Crowd-pleasing flank steak gets marinated overnight in soy and garlic before being given a quick turn on the grill.

  • Servings: 8
Grilled Flank Steak with Scallions

Source: Martha Stewart Living, August 2008


  • 1/4 cup soy sauce
  • 1/4 cup extra-virgin olive oil
  • 3 tablespoons fresh lemon juice
  • 6 garlic cloves, roughly chopped
  • 10 scallions, 2 thinly sliced
  • 1 pound, 14 ounces flank steak
  • Coarse salt and freshly ground pepper


  1. Whisk soy sauce, oil, lemon juice, garlic, and sliced scallions in a small bowl.
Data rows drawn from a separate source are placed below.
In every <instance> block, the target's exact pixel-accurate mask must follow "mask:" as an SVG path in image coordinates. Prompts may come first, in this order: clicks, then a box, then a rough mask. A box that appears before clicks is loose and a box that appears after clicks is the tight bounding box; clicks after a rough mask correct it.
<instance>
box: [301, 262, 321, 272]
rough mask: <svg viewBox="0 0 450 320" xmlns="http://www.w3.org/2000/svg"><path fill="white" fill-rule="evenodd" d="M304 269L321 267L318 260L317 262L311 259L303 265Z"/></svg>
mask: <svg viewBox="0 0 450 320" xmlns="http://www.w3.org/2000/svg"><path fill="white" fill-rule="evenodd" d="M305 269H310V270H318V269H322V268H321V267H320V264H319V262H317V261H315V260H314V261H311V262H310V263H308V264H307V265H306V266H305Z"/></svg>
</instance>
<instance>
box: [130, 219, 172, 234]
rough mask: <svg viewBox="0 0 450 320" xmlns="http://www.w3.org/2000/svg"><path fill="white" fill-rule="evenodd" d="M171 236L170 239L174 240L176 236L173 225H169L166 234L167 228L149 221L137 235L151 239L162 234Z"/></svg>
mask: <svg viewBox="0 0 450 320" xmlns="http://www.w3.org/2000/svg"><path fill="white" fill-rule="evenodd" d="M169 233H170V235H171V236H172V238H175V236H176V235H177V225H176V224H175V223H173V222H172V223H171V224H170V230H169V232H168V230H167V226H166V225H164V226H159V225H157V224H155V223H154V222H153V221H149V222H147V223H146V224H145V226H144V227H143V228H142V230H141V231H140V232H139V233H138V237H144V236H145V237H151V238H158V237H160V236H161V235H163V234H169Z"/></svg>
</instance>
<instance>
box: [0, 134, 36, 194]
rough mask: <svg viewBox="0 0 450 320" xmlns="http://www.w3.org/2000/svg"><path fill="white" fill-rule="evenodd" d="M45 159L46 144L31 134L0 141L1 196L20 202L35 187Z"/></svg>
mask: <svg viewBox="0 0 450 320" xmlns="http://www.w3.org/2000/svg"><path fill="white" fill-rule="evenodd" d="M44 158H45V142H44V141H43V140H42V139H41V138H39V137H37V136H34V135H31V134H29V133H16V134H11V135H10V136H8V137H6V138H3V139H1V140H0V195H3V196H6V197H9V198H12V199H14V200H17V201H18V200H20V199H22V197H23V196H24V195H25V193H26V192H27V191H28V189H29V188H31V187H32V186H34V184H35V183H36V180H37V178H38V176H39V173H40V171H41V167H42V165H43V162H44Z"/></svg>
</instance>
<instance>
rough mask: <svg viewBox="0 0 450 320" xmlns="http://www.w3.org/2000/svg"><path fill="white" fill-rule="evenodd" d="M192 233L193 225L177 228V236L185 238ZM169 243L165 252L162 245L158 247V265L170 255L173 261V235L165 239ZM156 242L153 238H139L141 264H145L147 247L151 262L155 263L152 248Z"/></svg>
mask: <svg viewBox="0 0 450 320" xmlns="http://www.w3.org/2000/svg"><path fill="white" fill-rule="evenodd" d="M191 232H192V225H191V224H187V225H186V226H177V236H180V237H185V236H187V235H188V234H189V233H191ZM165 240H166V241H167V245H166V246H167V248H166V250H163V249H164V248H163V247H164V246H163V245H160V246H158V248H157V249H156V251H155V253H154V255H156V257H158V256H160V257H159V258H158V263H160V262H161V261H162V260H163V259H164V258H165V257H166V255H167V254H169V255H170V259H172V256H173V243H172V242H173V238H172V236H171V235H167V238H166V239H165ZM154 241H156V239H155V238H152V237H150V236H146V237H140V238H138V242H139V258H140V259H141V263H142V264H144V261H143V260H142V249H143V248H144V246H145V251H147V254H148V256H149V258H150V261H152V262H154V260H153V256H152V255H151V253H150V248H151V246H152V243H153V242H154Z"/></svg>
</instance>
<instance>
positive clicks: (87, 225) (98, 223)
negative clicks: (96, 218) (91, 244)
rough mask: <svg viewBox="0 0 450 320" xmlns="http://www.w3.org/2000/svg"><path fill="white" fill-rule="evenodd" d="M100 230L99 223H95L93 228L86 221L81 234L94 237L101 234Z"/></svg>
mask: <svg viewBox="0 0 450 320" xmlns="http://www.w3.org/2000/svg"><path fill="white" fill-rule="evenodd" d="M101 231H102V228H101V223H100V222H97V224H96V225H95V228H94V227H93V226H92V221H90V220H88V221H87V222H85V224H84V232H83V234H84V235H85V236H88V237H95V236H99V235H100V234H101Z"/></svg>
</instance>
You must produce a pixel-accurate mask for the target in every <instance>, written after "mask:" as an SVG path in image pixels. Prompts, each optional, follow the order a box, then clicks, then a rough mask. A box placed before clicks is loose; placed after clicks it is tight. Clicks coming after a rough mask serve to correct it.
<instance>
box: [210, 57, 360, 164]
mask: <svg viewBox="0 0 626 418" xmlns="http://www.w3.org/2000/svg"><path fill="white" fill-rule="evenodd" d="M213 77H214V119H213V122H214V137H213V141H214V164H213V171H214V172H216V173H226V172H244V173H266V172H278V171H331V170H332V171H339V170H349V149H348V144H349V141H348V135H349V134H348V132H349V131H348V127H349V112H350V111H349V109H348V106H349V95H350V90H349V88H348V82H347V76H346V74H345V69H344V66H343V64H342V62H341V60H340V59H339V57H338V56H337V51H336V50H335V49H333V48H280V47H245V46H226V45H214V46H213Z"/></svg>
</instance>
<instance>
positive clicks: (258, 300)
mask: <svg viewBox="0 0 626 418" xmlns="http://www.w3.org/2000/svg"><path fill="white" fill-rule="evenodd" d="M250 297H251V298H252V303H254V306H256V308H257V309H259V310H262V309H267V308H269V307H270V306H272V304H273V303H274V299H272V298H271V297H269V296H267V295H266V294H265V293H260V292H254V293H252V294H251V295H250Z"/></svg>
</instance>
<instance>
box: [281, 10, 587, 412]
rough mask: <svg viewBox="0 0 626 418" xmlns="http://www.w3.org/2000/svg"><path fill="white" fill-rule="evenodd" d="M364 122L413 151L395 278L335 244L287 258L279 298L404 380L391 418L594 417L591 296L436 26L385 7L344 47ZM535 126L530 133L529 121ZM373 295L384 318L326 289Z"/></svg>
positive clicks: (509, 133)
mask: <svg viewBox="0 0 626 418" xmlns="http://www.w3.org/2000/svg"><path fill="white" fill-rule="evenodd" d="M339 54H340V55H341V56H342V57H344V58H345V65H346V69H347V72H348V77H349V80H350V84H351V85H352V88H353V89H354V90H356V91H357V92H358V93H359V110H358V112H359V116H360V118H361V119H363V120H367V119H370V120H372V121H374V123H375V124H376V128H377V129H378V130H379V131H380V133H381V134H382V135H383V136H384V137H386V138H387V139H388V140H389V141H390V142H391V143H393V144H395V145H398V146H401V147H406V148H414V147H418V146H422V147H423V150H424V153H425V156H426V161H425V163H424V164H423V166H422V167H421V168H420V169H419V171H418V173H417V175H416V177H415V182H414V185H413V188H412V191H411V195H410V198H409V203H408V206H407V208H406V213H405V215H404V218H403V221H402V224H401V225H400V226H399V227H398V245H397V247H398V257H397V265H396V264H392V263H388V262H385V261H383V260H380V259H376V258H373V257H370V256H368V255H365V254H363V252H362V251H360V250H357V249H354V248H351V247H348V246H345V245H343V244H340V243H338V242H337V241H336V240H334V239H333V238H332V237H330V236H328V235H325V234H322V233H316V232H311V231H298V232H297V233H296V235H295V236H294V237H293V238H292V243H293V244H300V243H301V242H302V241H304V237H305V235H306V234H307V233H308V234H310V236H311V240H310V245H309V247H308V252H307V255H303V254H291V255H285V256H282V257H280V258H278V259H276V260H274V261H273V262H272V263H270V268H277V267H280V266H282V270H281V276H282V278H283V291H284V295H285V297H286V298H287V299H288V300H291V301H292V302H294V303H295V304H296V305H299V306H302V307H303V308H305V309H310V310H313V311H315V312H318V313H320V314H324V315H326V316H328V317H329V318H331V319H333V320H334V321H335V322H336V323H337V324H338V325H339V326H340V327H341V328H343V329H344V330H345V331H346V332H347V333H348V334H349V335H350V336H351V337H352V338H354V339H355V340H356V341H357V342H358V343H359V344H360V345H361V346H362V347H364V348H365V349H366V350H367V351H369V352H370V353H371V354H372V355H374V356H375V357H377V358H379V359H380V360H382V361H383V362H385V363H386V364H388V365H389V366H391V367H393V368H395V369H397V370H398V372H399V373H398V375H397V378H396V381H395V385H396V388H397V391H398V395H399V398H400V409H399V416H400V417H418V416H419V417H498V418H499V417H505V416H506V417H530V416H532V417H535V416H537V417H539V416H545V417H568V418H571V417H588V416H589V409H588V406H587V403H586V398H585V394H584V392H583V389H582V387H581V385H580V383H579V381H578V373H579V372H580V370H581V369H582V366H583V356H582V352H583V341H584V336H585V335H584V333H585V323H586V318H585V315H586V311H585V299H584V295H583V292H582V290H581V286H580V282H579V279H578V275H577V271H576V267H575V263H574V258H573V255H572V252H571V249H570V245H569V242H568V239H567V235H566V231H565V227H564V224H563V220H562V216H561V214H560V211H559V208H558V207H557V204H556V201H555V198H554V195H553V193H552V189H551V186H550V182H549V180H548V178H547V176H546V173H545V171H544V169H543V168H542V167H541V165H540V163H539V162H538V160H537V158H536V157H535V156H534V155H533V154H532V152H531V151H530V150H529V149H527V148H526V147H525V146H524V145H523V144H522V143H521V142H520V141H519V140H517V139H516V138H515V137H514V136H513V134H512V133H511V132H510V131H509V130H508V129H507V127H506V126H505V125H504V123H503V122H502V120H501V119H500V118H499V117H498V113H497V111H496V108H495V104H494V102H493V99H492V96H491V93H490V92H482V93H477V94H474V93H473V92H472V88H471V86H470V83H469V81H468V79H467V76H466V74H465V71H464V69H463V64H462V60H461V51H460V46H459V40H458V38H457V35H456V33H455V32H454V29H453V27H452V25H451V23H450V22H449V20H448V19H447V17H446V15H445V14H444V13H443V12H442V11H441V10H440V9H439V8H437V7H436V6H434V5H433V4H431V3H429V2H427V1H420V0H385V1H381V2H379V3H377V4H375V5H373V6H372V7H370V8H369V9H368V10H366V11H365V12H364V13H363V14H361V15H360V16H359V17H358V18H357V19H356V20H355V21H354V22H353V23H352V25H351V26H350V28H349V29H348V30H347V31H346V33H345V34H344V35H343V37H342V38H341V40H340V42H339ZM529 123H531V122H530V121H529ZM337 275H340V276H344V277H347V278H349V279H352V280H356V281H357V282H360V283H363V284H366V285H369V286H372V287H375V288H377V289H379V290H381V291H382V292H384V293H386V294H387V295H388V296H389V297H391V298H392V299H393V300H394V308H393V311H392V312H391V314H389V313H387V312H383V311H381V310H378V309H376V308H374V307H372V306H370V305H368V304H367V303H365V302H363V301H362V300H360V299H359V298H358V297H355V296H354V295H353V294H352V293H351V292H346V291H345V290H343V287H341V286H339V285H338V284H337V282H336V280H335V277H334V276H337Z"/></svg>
Reserve 1/4 cup in a small bowl; cover, and refrigerate. Place steak in a nonreactive 9-by-13-inch dish, pour remaining marinade over meat, and turn steak to coat. Cover, and refrigerate overnight.

  2. Preheat grill to medium-high. (If you are using a charcoal grill, coals are ready when you can hold your hand 5 inches above grill for 4 to 5 seconds.) Remove steak from marinade; discard marinade. Let steak stand, covered, at room temperature for 30 minutes. Season with salt and pepper, and grill to desired doneness, about 7 minutes per side for medium-rare. Transfer to a cutting board, and let stand for 10 minutes.

  3. Coat whole scallions with reserved marinade. Grill, turning frequently, until scallions are tender, about 2 minutes. Discard remaining marinade. Thinly slice steak against the grain, and serve with grilled scallions.